The purchasing process, through procedures aimed at ensuring that all purchase of materials and services correspond to actual and legitimate needs of the Company.

The treasury process, through payment procedures aimed at preventing the existence of unauthorized or irregular payments.

The legal affairs process, with procedures aimed at ensuring the appropriate analysis and authorization of legal actions.

 

 8. Continuous updating, revision and improvement of the Compliance System

In Abengoa, the Shared Management Systems are dynamic and evolve depending on the needs detected. Each internal process is assigned to someone in charge of centralizing and approving changes and updates. Said person analyses the initiatives proposed by each agent involved, ranging from the departments involved, to both internal as well as external auditors.

The Shared Management Systems underwent 49 updates in 2014, including 4 in connection with the Compliance System, sufficiently significant to communicate to all the employees.

 

 9. Internal and external whistleblower policy

Abengoa launched its whistleblowing channels in 2007. These provide direct channel of communication with the upper management and the governing bodies, used as means of reporting any possible irregularity, non-compliance, unethical, or illegal conduct or the breach of rules that govern the Company.

The channels available are:

Internal, available to all employees through email or ordinary mail.

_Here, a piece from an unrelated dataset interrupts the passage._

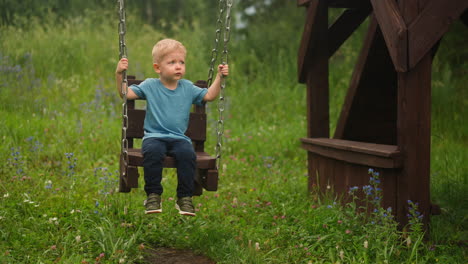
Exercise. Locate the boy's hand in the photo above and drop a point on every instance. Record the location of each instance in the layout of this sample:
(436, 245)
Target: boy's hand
(223, 69)
(122, 66)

External, accessible from the Abengoa Website⁴ , provides direct communication channel to anyone not related to the company.

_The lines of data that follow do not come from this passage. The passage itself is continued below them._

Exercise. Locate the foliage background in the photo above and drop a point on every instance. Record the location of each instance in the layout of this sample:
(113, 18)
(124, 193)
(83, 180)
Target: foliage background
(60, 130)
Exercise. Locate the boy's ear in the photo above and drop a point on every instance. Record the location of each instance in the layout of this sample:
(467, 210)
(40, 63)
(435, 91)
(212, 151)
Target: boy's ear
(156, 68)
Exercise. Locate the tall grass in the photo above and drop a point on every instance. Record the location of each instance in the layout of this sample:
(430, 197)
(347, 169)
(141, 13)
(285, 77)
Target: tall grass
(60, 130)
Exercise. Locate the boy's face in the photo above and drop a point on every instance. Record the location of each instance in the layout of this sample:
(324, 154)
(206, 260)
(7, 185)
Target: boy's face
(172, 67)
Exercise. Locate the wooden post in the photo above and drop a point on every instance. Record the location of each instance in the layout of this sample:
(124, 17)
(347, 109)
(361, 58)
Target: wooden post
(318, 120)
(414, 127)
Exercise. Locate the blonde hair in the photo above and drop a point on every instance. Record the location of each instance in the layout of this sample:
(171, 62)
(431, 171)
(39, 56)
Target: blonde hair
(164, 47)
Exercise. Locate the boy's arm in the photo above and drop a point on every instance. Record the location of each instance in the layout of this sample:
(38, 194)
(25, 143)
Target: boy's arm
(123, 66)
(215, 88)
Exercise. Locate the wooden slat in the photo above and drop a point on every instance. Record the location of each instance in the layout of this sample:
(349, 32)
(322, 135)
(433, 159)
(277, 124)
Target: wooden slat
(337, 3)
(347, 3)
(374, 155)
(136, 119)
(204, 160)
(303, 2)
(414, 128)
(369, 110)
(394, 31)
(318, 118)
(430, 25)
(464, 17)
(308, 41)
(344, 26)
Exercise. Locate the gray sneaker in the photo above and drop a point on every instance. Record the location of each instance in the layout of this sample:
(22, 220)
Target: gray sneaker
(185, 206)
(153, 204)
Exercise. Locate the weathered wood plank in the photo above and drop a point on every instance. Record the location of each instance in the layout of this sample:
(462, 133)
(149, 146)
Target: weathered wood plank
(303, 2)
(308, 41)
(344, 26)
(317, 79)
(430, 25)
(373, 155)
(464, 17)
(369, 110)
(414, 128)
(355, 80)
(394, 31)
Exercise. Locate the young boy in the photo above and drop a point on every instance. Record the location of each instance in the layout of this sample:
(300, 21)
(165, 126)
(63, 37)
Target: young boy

Abengoa guarantees the fullest confidentiality for all those who report irregularities, and the absolute absence of reprisals for all complaints made in good faith.

The complaints are directly received by the CCO and by the Internal Audit Director. The Audit Committee formally concludes on investigations or measures that, as the case may be, should be implemented in relation with the complaints received.

In 2014, all the complaints reported were treated in accordance with the established internal procedures.

 

10.Designed audits

In 2012 Abengoa set up a fraud detection and prevention unit, which undergoes customized training in fraud and anti-corruption.  The unit has since been reinforced.

In 2014 the team was made up of 16 auditors, out of which 13 have experience working in some of the 4 major audit companies.   

The designed work plan of this unit is focused on preventive and dissuasive reviews, as well as on the analysis of the potential existence of irregular practices. There are also specialists in information technology, FCPA, and business intelligence. Said work group prepared more than 100 reports during the 2014 financial year.

There is no minimum materiality required for the taking of actions. However, the unit reviews all material works companies at minimum yearly frequency.

Finally, the Compliance Department has specific and permanent resources to perform  audits on suppliers. Furthermore, the Legal Services Department performs internal audits on legal compliance.